The year 2025 marked a new phase for arbitration in Chile: as international caseloads continued to rise, the country deepened its institutional integration with the Ibero-American community, courts reaffirmed a policy of minimum intervention in arbitrations, and recent investment arbitration developments tested the resilience of Chile’s pro-arbitration framework. This report covers:

  • The integration agreement between the Arbitration and Mediation Center of the Santiago Chamber of Commerce(“CAM Santiago”) and the International Arbitration Center – Ibero-American Arbitration Center (“CIAM-CIAR”);
  • 2022–2025 statistics confirming the low success rate of challenges to arbitral awards; and
  • the latest developments in investment arbitrations against Chile.
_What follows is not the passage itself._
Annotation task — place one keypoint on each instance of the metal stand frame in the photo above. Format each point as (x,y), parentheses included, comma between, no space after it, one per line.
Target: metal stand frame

International Integration: The CAM Santiago–CIAM-CIAR Alliance in 2025

One of the most noteworthy developments in the field of international arbitration in Chile in 2025 was the consolidation of the partnership between CAM Santiago and CIAM-CIAR. 

Through this alliance, both institutions agreed to integrate their arbitral activity with the shared aim of jointly promoting the development of international arbitration and addressing its growing needs, particularly within Spanish-language and Ibero-American markets.

CAM Santiago is Chile’s leading arbitral institution and a benchmark in Latin America. Since its establishment in 1992, it has played a pivotal role in the development and consolidation of institutional arbitrations for both domestic and international proceedings.

CIAM-CIAR is an arbitral institution that administers international proceedings with a strong focus on the Ibero-American region. It was founded in 2020 following the consolidation of the Madrid Court of Arbitration, the Spanish Court of Arbitration, the Civil and Commercial Court of Arbitration, and the Madrid Bar Association.

On April 2, 2025, during the III National Arbitration Meeting hosted by CAM Santiago in Santiago, Chile, both institutions executed a cooperation agreement under which CAM Santiago joined CIAM-CIAR as a member institution with the same standing as its founding organizations. As part of this integration, members of CAM Santiago’s executive team were incorporated into CIAM-CIAR, enabling a joint administration for international cases.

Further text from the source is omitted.